Spór o darmowy internet w USA

The Washington Post, MEW
opublikowano: 2013-02-04 09:26

Amerykańskie UKE chce udostępnić na szeroką skalę sieci WiFi, pozwalające na darmowy internet i rozmowy telefoniczne. Operatorzy komórkowi protestują. Giganci technologiczni są „za”

Amerykański rząd chce stworzyć siatkę sieci bezprzewodowego internetu WiFi w całej USA, tak silnych i rozległych, by Amerykanie mogli rozmawiać przez telefon i surfować po Internecie bez konieczności płacenia za rachunki co miesiąc, pisze the Washington Post.
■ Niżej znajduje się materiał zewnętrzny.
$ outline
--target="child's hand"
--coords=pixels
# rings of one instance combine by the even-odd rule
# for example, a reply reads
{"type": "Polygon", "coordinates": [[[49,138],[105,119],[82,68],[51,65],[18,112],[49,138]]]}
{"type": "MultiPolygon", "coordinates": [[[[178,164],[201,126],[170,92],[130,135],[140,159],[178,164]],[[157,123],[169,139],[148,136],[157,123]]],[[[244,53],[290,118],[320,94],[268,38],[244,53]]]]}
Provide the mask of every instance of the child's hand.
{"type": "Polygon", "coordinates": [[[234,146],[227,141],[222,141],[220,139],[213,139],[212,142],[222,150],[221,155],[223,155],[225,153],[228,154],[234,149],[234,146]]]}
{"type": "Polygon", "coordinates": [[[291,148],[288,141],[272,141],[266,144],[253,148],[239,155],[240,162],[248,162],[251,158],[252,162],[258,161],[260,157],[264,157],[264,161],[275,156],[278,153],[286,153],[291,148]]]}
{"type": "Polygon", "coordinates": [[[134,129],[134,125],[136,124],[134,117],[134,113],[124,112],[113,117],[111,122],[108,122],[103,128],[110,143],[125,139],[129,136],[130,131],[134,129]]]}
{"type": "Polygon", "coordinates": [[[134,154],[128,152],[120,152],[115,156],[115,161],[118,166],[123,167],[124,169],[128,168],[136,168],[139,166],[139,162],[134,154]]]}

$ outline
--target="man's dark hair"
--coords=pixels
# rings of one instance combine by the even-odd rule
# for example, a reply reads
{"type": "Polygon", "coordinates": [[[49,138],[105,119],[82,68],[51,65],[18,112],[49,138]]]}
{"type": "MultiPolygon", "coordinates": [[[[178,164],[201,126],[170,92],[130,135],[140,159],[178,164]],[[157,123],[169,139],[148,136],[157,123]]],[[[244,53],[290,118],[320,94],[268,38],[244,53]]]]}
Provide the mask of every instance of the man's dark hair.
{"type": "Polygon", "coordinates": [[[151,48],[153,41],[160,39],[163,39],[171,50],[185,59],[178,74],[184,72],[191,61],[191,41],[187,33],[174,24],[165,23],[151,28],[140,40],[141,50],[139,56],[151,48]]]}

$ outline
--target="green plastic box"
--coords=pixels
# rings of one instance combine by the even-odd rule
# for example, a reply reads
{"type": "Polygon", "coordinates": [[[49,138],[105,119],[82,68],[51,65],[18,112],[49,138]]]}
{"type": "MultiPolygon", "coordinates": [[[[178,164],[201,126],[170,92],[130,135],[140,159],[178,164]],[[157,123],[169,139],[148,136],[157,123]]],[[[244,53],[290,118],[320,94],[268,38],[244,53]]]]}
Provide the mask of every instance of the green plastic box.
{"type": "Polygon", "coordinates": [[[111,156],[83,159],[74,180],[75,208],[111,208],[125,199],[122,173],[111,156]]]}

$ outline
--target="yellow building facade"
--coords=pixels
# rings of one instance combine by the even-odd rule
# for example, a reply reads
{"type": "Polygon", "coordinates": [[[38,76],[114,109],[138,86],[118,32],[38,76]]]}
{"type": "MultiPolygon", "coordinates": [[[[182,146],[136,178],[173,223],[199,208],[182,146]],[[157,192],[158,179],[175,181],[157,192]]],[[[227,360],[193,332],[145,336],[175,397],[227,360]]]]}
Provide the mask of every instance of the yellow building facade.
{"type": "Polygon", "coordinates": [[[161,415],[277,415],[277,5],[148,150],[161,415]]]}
Propozycja Federalnej Komisji Łączności (odpowiednik polskiego UKE) spotkała się z zaciętym oporem ze strony wartej 178 mld USD branży telefonii komórkowej. Operatorzy rozpoczęli silną kampanię lobbingową, by odwieść regulatora od tego pomysłu. Po drugiej stronie stanął Google, Microsoft i inni giganci technologiczni, którzy z równą intensywnością przekonują, że darmowe WiFi dla wszystkich byłoby iskrą umożliwiającą eksplozję innowacji i urządzeń, których beneficjentami byłaby większość Amerykanów, w szczególności biednych.
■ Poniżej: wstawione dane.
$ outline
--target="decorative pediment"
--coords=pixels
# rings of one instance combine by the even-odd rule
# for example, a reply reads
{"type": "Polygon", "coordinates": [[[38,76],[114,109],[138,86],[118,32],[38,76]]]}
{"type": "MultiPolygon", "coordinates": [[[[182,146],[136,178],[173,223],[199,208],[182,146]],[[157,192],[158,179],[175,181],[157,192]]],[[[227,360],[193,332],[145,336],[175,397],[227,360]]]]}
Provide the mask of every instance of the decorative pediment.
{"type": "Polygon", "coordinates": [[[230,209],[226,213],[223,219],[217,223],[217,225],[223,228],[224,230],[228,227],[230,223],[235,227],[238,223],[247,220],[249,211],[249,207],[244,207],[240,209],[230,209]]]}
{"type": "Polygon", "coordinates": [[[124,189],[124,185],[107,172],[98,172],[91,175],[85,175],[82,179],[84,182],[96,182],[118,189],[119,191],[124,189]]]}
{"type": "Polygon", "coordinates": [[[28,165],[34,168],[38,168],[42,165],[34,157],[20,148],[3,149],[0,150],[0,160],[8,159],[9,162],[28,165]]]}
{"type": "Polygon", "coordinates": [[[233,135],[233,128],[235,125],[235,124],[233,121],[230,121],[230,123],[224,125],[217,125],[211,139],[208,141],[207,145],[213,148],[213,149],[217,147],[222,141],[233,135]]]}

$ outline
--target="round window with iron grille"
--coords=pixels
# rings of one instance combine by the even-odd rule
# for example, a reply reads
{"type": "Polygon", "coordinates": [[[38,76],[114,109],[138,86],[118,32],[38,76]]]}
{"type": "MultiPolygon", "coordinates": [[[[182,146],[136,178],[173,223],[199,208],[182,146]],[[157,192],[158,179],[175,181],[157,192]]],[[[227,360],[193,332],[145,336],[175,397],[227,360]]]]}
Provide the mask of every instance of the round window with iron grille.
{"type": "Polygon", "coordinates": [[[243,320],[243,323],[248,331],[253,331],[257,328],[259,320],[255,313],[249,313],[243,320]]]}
FKŁ wciąż debatuje nad propozycją, a jeśli zdecyduje się uwolnić częstotliwości pod darmowe WiFi – ich budowa zajmie kilka lat. Darmowe WiFi miałoby być dostępne w prawie każdym obszarze miejskim i w wielu obszarach wiejskich. Pozwoliłyby komunikować się testowanym ostatnio samochodom bez kierowców (driver less cars) między sobą,  albo umożliwiałyby kontakt urządzeń zdalnego monitorowania zdrowia z centrum diagnostycznym.

W Polsce niektóre samorządy oferują darmowe WiFi, choć na stosunkowo małą skalę. Budzi to duże obawy ze strony operatorów kablowych, którzy boją się, że konkurencja ze strony darmowych sieci podetnie podstawy ich biznesu, czyli płatny internet.